Today I am thankful that a few good things happened today.
  • I got to spend the afternoon with my good friend Y
  • I found out I can get 4 of my prescriptions  for free by using the mail order company through my insurance company.
  • The house showed today.
My nerves are still shot, but I want to remember to be thankful for the good things each day. I am still very concerned about Alice.  I cried like a baby when the couple that looked at the house ask if my son had gone off to college. I told them that I had lost him very unexpectedly to an illness. I spent the next hour crying and looking at his pictures after they had left.

Tuesday, May 03, 2011

Friendly Encouragement


I meet a friend yesterday and we had a cup of tea together. It was a nice time to talk, We talked about everything. We hadn't seen each other in a while. It was encouraging and uplifting, We talked about the possibility of me going back to school. Yes at my "old age". So many things are up in the air that I'm not sure. It was an interesting thought. It might give me some understanding in to myself if I took some physiology classes.

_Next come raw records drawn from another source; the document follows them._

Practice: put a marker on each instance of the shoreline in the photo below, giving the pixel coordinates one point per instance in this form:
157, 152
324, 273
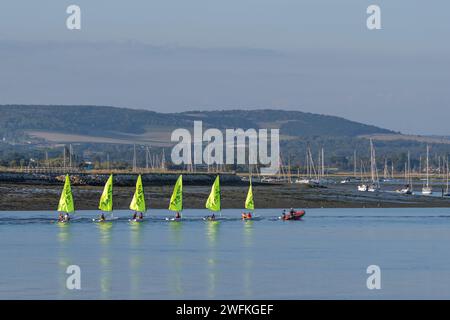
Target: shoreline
23, 197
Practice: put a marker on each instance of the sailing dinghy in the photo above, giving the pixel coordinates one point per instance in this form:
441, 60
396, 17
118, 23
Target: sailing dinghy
106, 203
138, 202
65, 205
176, 201
213, 202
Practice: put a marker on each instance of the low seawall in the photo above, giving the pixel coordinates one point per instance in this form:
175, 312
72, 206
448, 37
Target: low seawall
120, 179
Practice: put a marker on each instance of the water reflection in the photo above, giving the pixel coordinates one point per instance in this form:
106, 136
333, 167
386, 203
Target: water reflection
105, 258
64, 236
176, 261
212, 231
135, 258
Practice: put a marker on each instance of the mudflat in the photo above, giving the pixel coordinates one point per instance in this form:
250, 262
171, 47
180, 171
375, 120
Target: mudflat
16, 196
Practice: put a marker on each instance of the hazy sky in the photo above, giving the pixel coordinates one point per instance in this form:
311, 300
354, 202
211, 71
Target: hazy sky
177, 55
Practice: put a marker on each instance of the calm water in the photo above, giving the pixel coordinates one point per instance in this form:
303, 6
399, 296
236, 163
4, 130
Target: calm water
323, 256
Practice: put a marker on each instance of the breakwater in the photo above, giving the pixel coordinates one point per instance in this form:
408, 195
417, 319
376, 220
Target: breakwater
120, 179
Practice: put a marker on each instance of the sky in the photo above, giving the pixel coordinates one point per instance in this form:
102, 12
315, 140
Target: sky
177, 55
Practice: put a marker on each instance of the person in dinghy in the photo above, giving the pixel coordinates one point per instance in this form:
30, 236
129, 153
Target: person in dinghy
292, 215
247, 216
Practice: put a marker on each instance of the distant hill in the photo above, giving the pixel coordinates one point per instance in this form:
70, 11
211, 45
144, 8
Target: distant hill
111, 122
100, 132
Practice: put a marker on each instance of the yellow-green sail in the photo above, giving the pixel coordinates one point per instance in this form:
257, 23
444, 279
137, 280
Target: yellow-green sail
106, 198
176, 201
138, 202
66, 200
213, 202
249, 204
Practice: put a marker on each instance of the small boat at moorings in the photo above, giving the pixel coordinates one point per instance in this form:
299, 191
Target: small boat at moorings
176, 201
292, 215
138, 202
106, 202
65, 204
249, 203
213, 202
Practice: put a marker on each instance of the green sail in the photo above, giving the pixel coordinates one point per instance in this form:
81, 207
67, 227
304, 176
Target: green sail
249, 204
138, 202
213, 202
66, 200
176, 201
106, 198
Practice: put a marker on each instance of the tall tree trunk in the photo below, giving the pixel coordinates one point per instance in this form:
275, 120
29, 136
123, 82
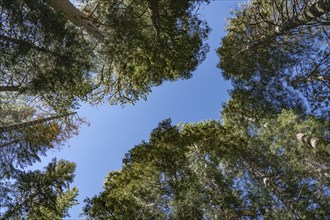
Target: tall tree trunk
31, 123
315, 10
9, 88
25, 43
71, 13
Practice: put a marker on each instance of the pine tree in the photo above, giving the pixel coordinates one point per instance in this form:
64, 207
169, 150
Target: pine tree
276, 49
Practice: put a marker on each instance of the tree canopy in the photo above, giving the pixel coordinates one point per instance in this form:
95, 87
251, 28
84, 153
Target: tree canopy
211, 170
278, 49
50, 49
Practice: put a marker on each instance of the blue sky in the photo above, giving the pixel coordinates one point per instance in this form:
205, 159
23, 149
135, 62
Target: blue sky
100, 147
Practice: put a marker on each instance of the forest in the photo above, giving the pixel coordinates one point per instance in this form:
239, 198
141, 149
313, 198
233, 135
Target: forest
267, 156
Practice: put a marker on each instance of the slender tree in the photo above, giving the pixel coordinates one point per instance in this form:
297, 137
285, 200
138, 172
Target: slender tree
39, 194
279, 48
118, 49
212, 171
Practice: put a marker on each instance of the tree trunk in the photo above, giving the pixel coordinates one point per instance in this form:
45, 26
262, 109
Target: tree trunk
315, 10
31, 123
9, 88
25, 43
74, 15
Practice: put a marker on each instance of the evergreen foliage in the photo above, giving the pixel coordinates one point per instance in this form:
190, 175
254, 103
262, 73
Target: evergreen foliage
278, 49
210, 170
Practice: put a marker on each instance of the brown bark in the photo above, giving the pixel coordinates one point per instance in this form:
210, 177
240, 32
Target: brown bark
74, 15
31, 123
9, 88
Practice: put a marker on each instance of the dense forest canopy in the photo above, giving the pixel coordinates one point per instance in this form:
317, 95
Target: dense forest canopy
267, 157
277, 54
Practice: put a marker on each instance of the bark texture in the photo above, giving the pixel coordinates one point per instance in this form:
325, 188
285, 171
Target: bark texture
74, 15
31, 123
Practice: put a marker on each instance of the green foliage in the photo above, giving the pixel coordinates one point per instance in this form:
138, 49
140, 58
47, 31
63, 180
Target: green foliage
270, 56
39, 194
147, 43
210, 170
42, 54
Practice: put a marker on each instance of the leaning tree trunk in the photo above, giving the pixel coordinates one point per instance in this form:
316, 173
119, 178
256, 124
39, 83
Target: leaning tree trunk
31, 123
74, 15
9, 88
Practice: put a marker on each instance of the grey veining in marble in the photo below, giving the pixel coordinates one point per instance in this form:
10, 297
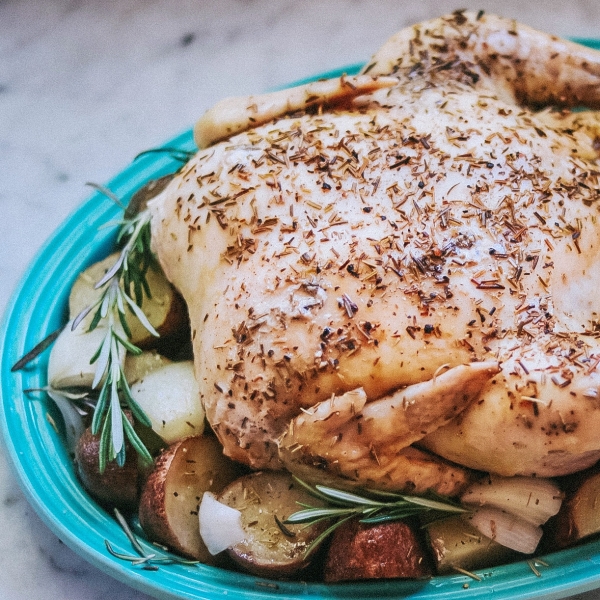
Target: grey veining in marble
86, 85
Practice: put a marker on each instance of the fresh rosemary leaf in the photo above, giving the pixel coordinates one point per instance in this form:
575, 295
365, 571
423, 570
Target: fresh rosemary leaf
141, 316
136, 443
36, 351
344, 505
446, 506
99, 410
311, 515
345, 497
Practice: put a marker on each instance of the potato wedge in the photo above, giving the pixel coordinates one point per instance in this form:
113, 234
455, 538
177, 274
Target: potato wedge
165, 310
170, 398
456, 544
169, 502
69, 362
265, 500
379, 551
137, 366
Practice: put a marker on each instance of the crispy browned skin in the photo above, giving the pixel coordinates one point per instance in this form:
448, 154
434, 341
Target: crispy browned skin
436, 223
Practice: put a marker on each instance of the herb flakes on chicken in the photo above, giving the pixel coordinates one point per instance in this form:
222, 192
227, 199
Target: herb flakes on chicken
388, 269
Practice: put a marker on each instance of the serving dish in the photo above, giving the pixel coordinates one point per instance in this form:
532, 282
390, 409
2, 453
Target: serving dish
31, 428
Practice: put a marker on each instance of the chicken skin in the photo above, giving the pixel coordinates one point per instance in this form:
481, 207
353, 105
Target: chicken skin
408, 257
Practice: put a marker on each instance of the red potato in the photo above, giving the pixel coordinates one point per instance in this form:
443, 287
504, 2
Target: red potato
380, 551
169, 503
116, 486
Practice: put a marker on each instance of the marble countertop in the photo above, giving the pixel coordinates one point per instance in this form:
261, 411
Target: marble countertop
85, 86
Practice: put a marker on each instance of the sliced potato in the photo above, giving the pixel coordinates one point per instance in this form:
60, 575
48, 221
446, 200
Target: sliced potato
266, 499
137, 366
69, 361
170, 398
380, 551
165, 310
579, 516
456, 544
171, 495
116, 486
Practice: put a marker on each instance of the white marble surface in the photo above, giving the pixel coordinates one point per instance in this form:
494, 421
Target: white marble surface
86, 85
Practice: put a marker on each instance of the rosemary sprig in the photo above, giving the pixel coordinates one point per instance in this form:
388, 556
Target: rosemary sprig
123, 286
373, 507
146, 560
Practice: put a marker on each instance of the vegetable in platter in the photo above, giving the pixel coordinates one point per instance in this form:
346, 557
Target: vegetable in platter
376, 274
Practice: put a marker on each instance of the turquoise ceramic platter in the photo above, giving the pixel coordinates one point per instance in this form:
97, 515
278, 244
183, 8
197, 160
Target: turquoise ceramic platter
45, 471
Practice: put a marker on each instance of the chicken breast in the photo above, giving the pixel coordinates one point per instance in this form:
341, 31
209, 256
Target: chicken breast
434, 218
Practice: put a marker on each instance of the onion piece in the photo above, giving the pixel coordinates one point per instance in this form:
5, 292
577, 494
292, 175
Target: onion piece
530, 498
507, 529
220, 525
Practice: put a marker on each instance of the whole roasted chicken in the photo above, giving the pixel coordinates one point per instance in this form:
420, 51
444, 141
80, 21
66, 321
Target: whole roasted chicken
394, 276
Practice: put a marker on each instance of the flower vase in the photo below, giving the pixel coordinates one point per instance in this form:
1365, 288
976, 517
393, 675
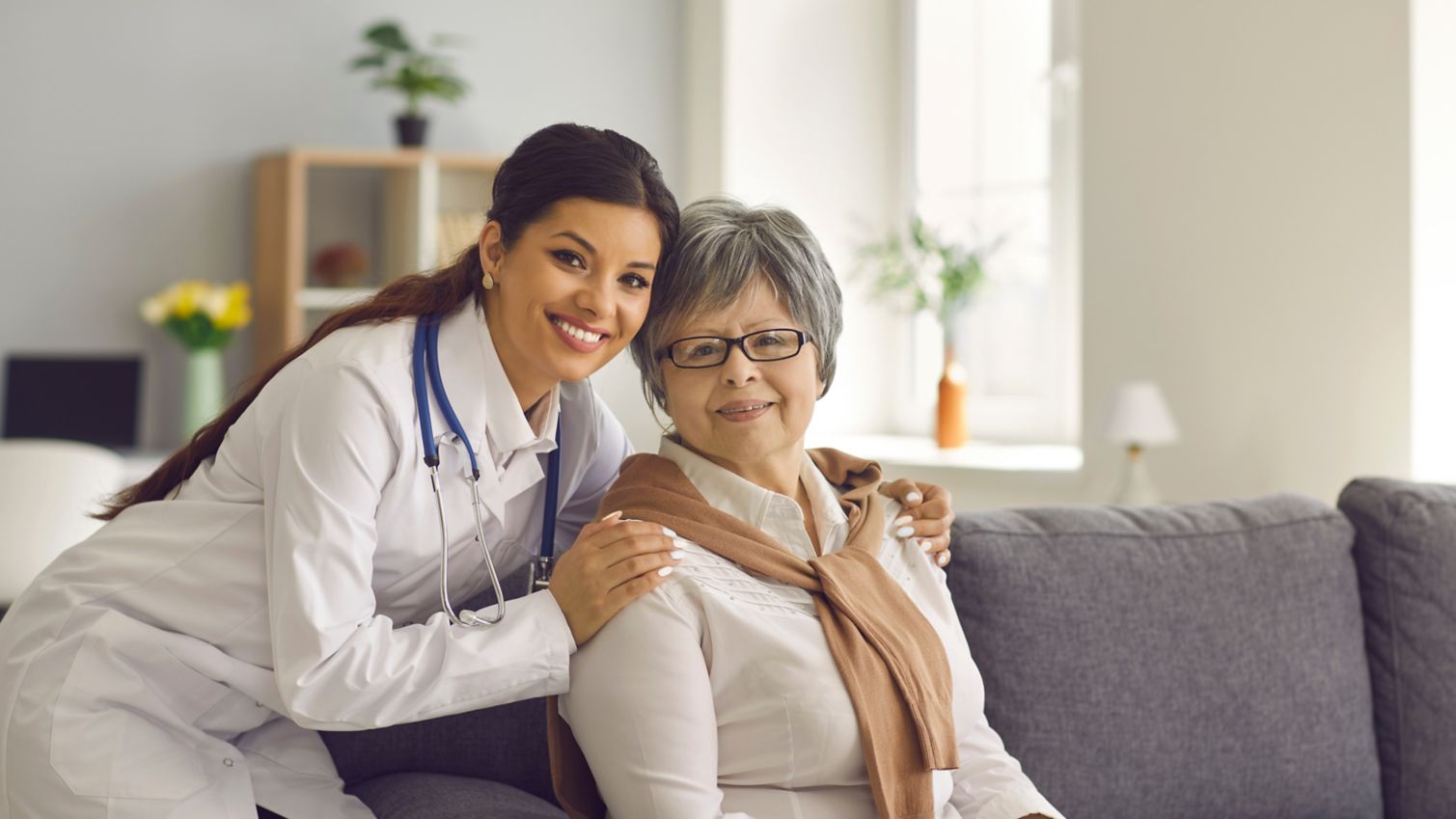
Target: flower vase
201, 390
949, 423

Today has been a little rough. I went through some of Chris'  stuff and took another bag to Good Will.  I then went to see him. I still cry like a baby. I needed to do it because if Alice does move back I would need the space. I still am so stressed and depressed. I didn't sleep at all last night which is no good. I guess thing will eventually get better even if the track record is bad.

I'm so thankful for all the encouragement that is given to me by my blogging friends.

Monday, May 02, 2011

Wish I Could Go To Sleep And Never Wake Up

I wish I could go to sleep and never wake up. I am so tired of all the sadness and stress. I just tired of being so unhappy. I see my therapist today which is probably a good thing. She says she is the eternal optimist and feel things will get better for me. This song keeps running through my head. Hopefully I feel better soon.

Sunday, May 01, 2011

Mental Health Awareness Month


 May  is Mental Health Awareness Month 

There a several types of mental illness. I will give a little information about a few of them.

If left untreated, bipolar disorder can be particularly dangerous. From 15 to 17 percent of untreated cases end in suicide (compared to about 10 percent of untreated major depression sufferers).

One of the most challenging mental disorders to identify accurately and treat appropriately is schizoaffective disorder. This condition involves both psychotic symptoms and conspicuous, long-enduring, severe symptoms of mood disorder. The cluster of symptoms experienced by persons with schizoaffective disorder can resemble—at various times in its course—bipolar disorder, major depressive episode with psychotic features, or schizophrenia.

Agoraphobia is an anxiety disorder characterized by intense fear related to being in situations from which escape might be difficult or embarrassing (i.e., being on a bus or train), or in which help might not be available in the event of a panic attack or panic symptoms. Panic is defined as extreme and unreasonable fear and anxiety.

People with PTSD have persistent frightening thoughts and memories of their ordeal and feel emotionally numb, especially with people they were once close to. They may experience sleep problems, feel detached or numb, or be easily startled. More about Signs & Symptoms »

Depression is a serious biologic disease that affects millions of people each year. The encouraging news is that it may be successfully treated. 

Eating disorders refer to a group of conditions defined by abnormal eating habits that may involve either insufficient or excessive food intake to the detriment of an individual's physical and mental health.

I have just listed illness that have personally effected members of my own family.